A meta de inflação estabelecida pelo Conselho Monetário Nacional é de 3%, com um intervalo de tolerância de 1,5 ponto percentual, limitando o teto em 4,5%. Assim, a expectativa é de que a inflação ultrapasse esse limite ainda neste ano.
Analistas haviam inicialmente previsto uma inflação abaixo de 4% para 2026, com o Banco Central esperando um fechamento em 3,9%. Contudo, a alta de 0,88% no IPCA de março, que acumulou 4,14% em 12 meses, trouxe novas preocupações, especialmente devido aos impactos da guerra no Oriente Médio sobre os preços do petróleo.

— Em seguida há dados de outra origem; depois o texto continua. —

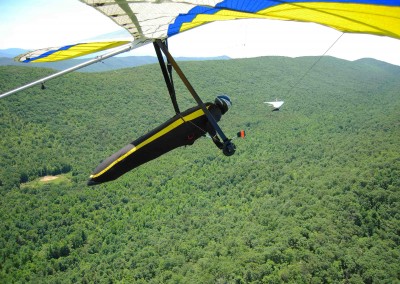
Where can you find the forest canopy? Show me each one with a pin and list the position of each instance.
(311, 196)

O setor de transporte teve a maior variação do mês, com aumento de 1,64%, enquanto alimentação e bebidas subiram 1,56%. Juntas, essas categorias representaram 76% do IPCA de março, evidenciando uma pressão inflacionária maior do que a esperada.
Com os resultados de março, as medianas do Sistema Expectativas de Mercado agora indicam que o IPCA em 12 meses ficará acima do teto da meta por cinco meses, de outubro de 2026 até fevereiro de 2027. Caso a taxa permaneça acima do limite de tolerância por seis meses consecutivos, o Banco Central será considerado fora do alvo.
Projeções de instituições financeiras, como o C6 Bank, apontam que o IPCA deve encerrar 2026 em 4,8%. A XP Investimentos também elevou suas expectativas, prevendo uma chance de IPCA acima de 5%. Para 2027, a projeção aumentou de 3,85% para 3,91%, enquanto para 2028, a expectativa SE mantém em 3,6%. A Selic é estimada em 12,5% ao ano e o dólar em R$ 5,37, com o PIB projetado para crescer 1,85%.